O-GlcNAcase inhibitors (OGAi) have been proposed as therapeutics for Alzheimer's disease due to their ability to increase O-GlcNAcylation of tau and reduce its aggregation. However, the recent failure of ceperognastat in a Phase II trial-marked by accelerated cognitive decline in the treatment arm-has raised concerns about the safety of this therapeutic class. Here, we evaluated the acute synaptic effects of three structurally distinct OGAi (ceperognastat, ASN90, and MK8719) in mouse hippocampal slices. Electrophysiological recordings revealed that all three compounds impaired both short- and long-term synaptic plasticity, as evidenced by reduced paired-pulse facilitation/depression and suppressed long-term potentiation. Immunohistochemistry showed altered synaptic protein levels, with increased PSD-95 and reduced Synaptophysin 1 in neurons, alongside a biphasic shift in Tau phosphorylation. These findings indicate that OGAi produce rapid and convergent synaptotoxic effects across pre- and postsynaptic compartments, likely reflecting a class-wide mechanism. We argue that electrophysiological screening should be standard in CNS drug development and caution against targeting essential synaptic processes in chronic neurodegenerative conditions.

Figure 1.. OGA inhibitors alter synaptic plasticity.

A, sample traces of whole-cell patch clamp recording of hippocampal CA1 pyramidal neurons during the first episode of paired-pulse stimulation (A1) and aligned first response from every episode (A2). Scale bar, 20ms (horizontal) and 0.5pA (vertical). The color coding for DMSO (black), ASN90 (i.e., ASN, red), LY3372689 (i.e., LY, green), and MK8719 (i.e., MK, blue) is used in all plots. B, plots of EPSC ratio for the responses during the first episode (B1) and the first responses of five episodes (B2). C, LTP measured as relative EPSP slopes after the treatments of OGAi or DMSO. Left insets are sample traces pre- and post 100-Hz 1-s tetanus stimulation. Right inset is a violin plot of the average values during the last 30-s recording (i.e., gray box in the plot). Welch’s ANOVA test, W (DFn, DFd) = 10.61 (3.000, 17.50), p = 0.0003; Kolmogorov-Smimov test, p = 0.0063 (ASN vs. DMSO), 0.0336 (LY vs. DMSO), and 0.0063 (MK vs. DMSO). N = 3 mice and n = 3 slices (i.e., 9 recordings in total for every treatment).

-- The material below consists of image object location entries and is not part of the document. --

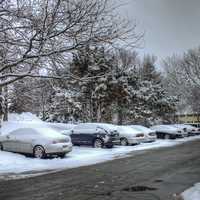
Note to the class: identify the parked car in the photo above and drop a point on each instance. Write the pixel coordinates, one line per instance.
(196, 127)
(97, 135)
(129, 136)
(149, 133)
(167, 132)
(190, 130)
(39, 142)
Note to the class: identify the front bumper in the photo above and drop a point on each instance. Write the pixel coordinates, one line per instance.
(136, 140)
(58, 148)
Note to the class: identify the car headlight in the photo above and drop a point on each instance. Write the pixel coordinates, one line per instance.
(140, 135)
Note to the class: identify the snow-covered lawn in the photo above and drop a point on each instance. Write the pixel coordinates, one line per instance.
(192, 193)
(11, 163)
(80, 156)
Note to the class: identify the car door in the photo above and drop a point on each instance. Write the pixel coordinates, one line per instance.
(75, 136)
(24, 141)
(9, 143)
(84, 134)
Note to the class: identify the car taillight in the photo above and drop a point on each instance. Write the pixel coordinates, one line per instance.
(140, 135)
(152, 134)
(60, 141)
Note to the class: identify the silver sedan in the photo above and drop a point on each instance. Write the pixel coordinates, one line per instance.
(38, 142)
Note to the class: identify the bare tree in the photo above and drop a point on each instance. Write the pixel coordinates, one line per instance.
(42, 34)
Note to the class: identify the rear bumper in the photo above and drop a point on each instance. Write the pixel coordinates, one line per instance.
(112, 142)
(136, 140)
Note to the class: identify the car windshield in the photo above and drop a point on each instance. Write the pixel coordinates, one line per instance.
(47, 132)
(140, 128)
(129, 130)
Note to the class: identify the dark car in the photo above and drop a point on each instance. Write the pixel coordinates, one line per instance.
(97, 135)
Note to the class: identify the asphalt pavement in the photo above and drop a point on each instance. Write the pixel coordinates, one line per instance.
(146, 175)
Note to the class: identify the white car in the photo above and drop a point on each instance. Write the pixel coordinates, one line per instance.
(190, 130)
(130, 136)
(149, 133)
(168, 131)
(97, 135)
(38, 142)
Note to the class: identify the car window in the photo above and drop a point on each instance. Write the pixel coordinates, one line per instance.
(84, 126)
(23, 132)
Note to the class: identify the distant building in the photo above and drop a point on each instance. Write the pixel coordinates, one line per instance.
(188, 118)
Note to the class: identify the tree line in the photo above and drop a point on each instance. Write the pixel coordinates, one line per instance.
(69, 60)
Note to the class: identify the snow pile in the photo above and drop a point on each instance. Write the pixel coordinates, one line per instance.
(29, 120)
(26, 116)
(192, 193)
(80, 156)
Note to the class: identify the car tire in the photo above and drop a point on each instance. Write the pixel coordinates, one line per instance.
(123, 142)
(109, 146)
(98, 143)
(62, 155)
(167, 136)
(1, 147)
(39, 152)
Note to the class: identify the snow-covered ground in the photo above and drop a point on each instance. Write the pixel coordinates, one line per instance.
(80, 156)
(192, 193)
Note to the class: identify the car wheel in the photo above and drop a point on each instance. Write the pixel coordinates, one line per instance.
(109, 146)
(167, 136)
(39, 152)
(1, 147)
(123, 142)
(98, 143)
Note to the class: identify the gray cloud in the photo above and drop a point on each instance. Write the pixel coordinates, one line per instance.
(171, 26)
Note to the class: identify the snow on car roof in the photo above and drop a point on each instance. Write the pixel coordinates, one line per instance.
(140, 127)
(48, 132)
(105, 125)
(127, 129)
(158, 127)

Figure 2.. OGA inhibitors alter synaptic protein levels and Tau phosphorylation.

A, sample images of fluorescence immunocytochemistry for PSD95, Tuj1, GFAP, and DAPI. Scale bar, 0.5 mm. Images on the left are zoom-in images of PSD95 immunofluorescence in the cell-body layer (indicated by the white box) for all four treatments. Scale bar, 50 μm B, sample images of fluorescence immunocytochemistry for Synaptophysin 1, Tau, pTau, and DAPI. Images on the left are zoom-in images of Synaptophysin 1 immunofluorescence in the cell-body layer (indicated by the white box) for all four treatments. C&D, violin plots of PSD95 (C) and Synaptophysin 1 (D) immunofluorescence intensities. E, violin plots of pTau vs. Tau ratios from the same ROIs of Synaptophysin 1. Welch’s ANOVA test for PSD95, W (DFn, DFd) = 90.96 (3.000, 2168), p < 0.0001; for Synaptophysin 1, W (DFn, DFd) = 153.30 (3.000, 2187), p < 0.0001; for pTau/Tau, W (DFn, DFd) = 128.40 (3.000, 1918), p < 0.0001. Kolmogorov-Smimov test for all three, p < 0.0001 (ASN vs. DMSO, LY vs. DMSO, and MK vs. DMSO). N = 9 slices from 3 mice (3 ea), n = 999 ROIs (111 randomly selected from every slice).